Everything we try to do is to help people feel safer, feel more involved, feel they can participate. That for us is the beginning of a building block for people to be part of their own journey to improve their lives. If we don’t bring people along, that divide is always going to be there.

Caspar Kennerdale, Managing Director at ClearCommunityWeb CIC, 2023

Swansea MAD is another digital inclusion hub in the National Digital Inclusion Network. AI courses for beginners are now part of their work with young people and unemployed adults. They want to create an inclusive, diverse talent pool of adults who can work in tech and creative industries. Swansea MAD also create safe, supported opportunities for people to get hands-on experience of using AI tools.
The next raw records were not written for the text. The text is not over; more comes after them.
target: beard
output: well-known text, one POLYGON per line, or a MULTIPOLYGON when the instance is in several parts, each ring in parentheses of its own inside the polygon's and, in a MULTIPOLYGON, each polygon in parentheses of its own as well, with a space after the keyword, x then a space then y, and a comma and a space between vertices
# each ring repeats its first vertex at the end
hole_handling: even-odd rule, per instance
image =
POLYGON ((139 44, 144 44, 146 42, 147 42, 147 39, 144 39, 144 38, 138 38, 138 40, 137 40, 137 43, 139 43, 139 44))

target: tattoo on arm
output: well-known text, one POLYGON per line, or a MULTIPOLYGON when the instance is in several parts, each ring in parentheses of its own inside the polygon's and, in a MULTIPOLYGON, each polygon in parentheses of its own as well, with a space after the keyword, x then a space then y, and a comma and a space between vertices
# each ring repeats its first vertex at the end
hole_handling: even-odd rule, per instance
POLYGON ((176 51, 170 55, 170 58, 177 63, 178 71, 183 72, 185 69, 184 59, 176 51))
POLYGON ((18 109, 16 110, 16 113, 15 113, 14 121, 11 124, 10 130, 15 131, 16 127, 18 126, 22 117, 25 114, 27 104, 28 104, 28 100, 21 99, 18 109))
We kind of teach it the way sport is taught…You wouldn’t give somebody a book on football. You’d say: ‘Go and have a good kickabout - see what you can do’.

Stuart Sumner-Smith, Senior Employability Officer, Swansea MAD, 2023

For community organisations like Cosmic, Swansea MAD and ClearCommunityWeb, and national digital inclusion charities like Good Things Foundation, supporting people to discuss, discover, and learn basic AI skills is becoming part of their work to ensure everyone can benefit from digital. The question that remains is how we can scale the learnings from such interventions, so that as many people as possible can be supported.

Amber warnings: redress and responsibility

A strong and active civil society is essential to supporting individuals to build AI skills and promoting critical engagement with AI products and services. Finding ways to support community organisations ​(as well as education and skills providers) to learn about AI themselves, and to be able to share this learning with those they work with, will become more important. But it could quickly become overwhelming too, as the impacts of AI disruption begin to take hold.

We also need an empowered civil society to shape AI developments at a structural level - countering harmful AI narratives, and holding governments, public institutions and big businesses to account for their use of AI in our lives. The actors’ and writers’ strike in America highlighted the power of collective organising to shape how AI is used. Closer to home, the Post Office scandal is a stark reminder of how hard it can be to get access to justice from established institutions and big business​.​

If AI is going to level the playing field of digital inclusion, public trust must be won. While the onus lands on those in positions of power to ensure transparency, promote fairness and accountability, and establish routes to redress, civil society also has a role in upskilling individuals, monitoring progress, and engaging in advocacy. While there could, therefore, be tension between organisations who seek to build AI skills on an individual level, and those who focus on shaping and challenging AI developments at a systemic level - in reality, we need both.

Final thoughts

AI is already shifting the goalposts of digital inclusion. As such, people need equal opportunities to learn about these novel technologies - how they are developed and used, alongside the risks and rewards - and to build the practical and critical skills to use them too, if they choose.

As AI advancements accelerate, we must not overlook those that are already rendered invisible in datasets, design, and debates around AI. On a systemic level, building public trust in AI will require government, industry and civil society to prioritise transparency, ethics and accountability - and to bring everyone on the journey.

Finally, if our vision for AI fits with an inclusive, equitable future, then we urgently need to get the basics in place first to fix the UK’s digital divide, and fast.

We want to have a fair, equal society, and we want to make sure that AI is happening with people involved, not just to them.